Taking It Easy in Recovery
A common slogan heard in the rooms of Alcoholics Anonymous and other 12-step venues is, “Easy does it,” though this does not sound congruent with what a newly recovering addict is learning and hearing from the meetings. They are told to do so many things to maintain their abstinence from their substances and behaviors that none of it seems particularly “easy”! First off, there are the meetings themselves, which seem scary and very strange. These people laugh at the darnedest things! And they chant and sometimes clap and sometimes sing “Happy Birthday” to those who celebrate sober anniversary dates. And there are all these unknown behaviors to get acquainted with—when to talk and when to be quiet, praying, moments of silence, where to sit, sharing or not sharing in a meeting, what to say and what to NOT say, calling a sponsor and getting phone numbers from other sober members to begin with. People spouting all kinds of slogans that make no sense, going to any length (whatever that means!), working the steps, reading the book, working with a sponsor…
…and all of that without drinking, drugging, gambling or whatever addiction got us to the meeting…wow! So the slogan, “easy does it” seems quite ridiculous in the face of all that bombardment of information and instruction. What could it mean? Being overwhelmed by all the new input, many a newly recovering addict has turned and fled, deciding that there is just too much to do to remain abstinent. They will either decide not to do it at all or to do it totally on their own. These are both very poor choices to make. The reason for this particular slogan is just that.

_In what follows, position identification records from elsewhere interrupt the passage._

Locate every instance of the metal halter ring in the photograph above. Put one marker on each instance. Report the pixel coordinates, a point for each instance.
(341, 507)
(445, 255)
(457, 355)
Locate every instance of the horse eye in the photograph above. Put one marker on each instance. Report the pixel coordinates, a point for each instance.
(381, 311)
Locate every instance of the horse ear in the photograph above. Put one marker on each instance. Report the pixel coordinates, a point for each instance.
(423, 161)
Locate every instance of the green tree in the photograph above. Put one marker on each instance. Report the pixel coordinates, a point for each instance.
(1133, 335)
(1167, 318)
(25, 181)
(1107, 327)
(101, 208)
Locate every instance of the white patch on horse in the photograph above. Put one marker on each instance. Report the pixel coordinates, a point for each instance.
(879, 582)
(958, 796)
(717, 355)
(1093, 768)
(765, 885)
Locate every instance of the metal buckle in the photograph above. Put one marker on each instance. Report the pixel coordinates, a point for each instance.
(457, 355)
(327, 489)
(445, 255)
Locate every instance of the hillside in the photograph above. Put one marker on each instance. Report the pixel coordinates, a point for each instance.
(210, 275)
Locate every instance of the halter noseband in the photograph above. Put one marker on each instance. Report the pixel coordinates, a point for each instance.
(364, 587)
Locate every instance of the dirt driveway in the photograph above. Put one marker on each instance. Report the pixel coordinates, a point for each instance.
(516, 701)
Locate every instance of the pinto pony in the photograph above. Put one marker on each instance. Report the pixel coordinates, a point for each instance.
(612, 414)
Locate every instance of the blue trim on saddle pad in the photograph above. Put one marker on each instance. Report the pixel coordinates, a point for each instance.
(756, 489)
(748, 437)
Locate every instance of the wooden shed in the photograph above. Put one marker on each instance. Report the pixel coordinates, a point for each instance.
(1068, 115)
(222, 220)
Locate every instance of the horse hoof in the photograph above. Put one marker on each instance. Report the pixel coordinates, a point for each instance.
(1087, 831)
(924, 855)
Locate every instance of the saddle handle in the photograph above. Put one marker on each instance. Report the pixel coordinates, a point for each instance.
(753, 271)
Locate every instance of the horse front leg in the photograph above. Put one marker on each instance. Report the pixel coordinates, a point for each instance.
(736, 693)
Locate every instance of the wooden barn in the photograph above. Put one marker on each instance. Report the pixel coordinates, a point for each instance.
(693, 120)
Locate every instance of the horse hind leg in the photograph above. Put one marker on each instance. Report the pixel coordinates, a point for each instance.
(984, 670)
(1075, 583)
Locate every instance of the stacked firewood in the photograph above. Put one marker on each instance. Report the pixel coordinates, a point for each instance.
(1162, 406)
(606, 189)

An overwhelmed addict is in trouble. They will begin to make very poor choices and usually this leads to self-destructive behaviors. Believing that they can never do ALL of what is required to maintain their abstinence, they will do none of it.

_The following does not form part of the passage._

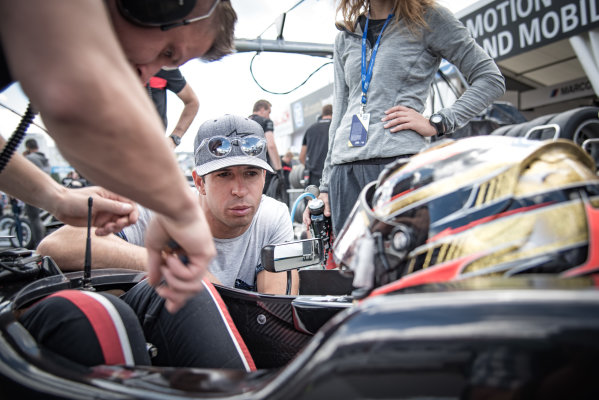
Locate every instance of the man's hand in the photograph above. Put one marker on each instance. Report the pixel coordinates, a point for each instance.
(400, 118)
(327, 210)
(182, 280)
(110, 212)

Therefore, easy does it becomes pertinent and appropriate advice from the other recovering members and a supportive sponsor. Finding a beginning point with the help of their support group, they make an inroad by continuing to attend meetings. This is where they will have the opportunity to strengthen their resolve to remain abstinent and to achieve hope that they are on the right path. While all of the components to maintaining their recovery are necessary, they will learn which ones to begin with and which ones will follow in due course. This is the same for everyone coming into early recovery. That is why the phrase is important and has been a part of the culture of recovery meetings for over 75 years.
Addicts, by nature, can be characterized as having “black and white thinking” or “all or nothing” ways of seeing things. When they are faced with more than can possibly be processed in a single moment, they tend to become panicked and destroy any chances for progress. Therefore, it is continually recommended that they take their recovery in small steps and progress from point A to point B. There is no race, and no winners in this arena…only those who recover and those who scare themselves right out the door and into the arms of their waiting and very patient addiction.
Kelly McClanahan has an MSW in clinical social work, with a specialization in substance abuse treatment. Having worked in this field for over 20 years, she is currently working on her certification as an addictions’ counselor.